Extrait de Pieds-noirs, les bernés de l’Histoire, d’Alain Vincenot (Editions L’Archipel)

Le temps des bâtisseurs

Et la terre d’Algérie s’est dérobée sous leurs pieds qu’on disait noirs. Sur ce bout de France caillouteux, rongé par le soleil, leur France du Sud, à 700 kilomètres de Marseille, ils n’avaient plus leur place. Ils y avaient peiné, défriché des landes, asséché des marais, creusé des puits, irrigué des vallées, fertilisé des champs, planté des arbres, bâti des villes, des hôpitaux et des dispensaires, des écoles, des lycées et des universités, des usines et des aérodromes, tracé des routes et des lignes de chemin de fer, tendu des ponts, érigé des barrages, dragué des ports, développé une administration, ouvert des commerces ; ils y avaient souffert de l’insécurité, de la famine, des épidémies et des nuages de sauterelles ; ils y avaient enterré leurs anciens…

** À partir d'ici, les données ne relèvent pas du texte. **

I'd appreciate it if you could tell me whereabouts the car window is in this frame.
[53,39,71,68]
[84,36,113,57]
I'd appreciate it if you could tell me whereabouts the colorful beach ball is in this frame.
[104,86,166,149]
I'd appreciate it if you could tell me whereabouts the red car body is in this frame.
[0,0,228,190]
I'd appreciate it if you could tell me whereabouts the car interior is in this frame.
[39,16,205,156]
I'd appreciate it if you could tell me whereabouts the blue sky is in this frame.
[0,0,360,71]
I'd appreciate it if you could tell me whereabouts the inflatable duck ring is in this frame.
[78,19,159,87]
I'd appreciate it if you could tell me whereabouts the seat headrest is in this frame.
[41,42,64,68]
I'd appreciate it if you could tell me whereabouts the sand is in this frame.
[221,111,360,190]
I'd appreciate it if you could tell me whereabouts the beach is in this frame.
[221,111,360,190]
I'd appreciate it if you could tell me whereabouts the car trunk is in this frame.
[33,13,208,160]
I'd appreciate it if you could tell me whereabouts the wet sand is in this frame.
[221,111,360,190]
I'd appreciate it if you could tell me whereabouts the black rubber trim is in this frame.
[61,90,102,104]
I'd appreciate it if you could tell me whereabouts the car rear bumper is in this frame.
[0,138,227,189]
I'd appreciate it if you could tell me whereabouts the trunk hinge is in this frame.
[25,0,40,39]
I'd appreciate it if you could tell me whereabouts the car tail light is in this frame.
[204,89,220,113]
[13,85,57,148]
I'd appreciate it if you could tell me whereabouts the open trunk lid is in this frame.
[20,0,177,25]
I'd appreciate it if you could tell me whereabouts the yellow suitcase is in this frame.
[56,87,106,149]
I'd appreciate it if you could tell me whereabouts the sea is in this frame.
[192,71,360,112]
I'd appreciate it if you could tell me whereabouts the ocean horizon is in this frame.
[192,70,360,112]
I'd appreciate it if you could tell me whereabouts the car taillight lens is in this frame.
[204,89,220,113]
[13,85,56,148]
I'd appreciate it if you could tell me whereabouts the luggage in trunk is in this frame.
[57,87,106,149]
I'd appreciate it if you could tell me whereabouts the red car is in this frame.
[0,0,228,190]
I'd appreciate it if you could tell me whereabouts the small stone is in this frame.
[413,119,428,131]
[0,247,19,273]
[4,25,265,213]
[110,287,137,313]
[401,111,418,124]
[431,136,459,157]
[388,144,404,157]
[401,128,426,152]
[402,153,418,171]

En 1962, porté au pouvoir par un général de Gaulle pressé d’en finir avec la « boîte à chagrins » algérienne, le FLN, nouveau maître du pays à l’idéologie mâtinée de marxisme, d’islamisme et de nationalisme arabe, laissait pour alternative aux pieds-noirs « la valise ou le cercueil ». Dans la patrie de Vercingétorix, du chevalier Bayard, de Jeanne d’Arc, du bon roi Henri IV, d’Émile Zola, de Victor Hugo et de Jules Ferry, ces icônes qu’ils vénéraient, personne ne les attendait. Plus d’un million d’hommes, de femmes, d’enfants, chassés de leur terroir doux et rêche qu’ils aimaient passionnément, se métamorphosaient en fardeau encombrant. « Des vacanciers qui ne tarderaient pas à rentrer chez eux », ronronnait la thèse officielle. Le gouvernement en minimisait l’exode, qui ravivait les mauvais souvenirs de 1940 et portait atteinte au prestige de la France.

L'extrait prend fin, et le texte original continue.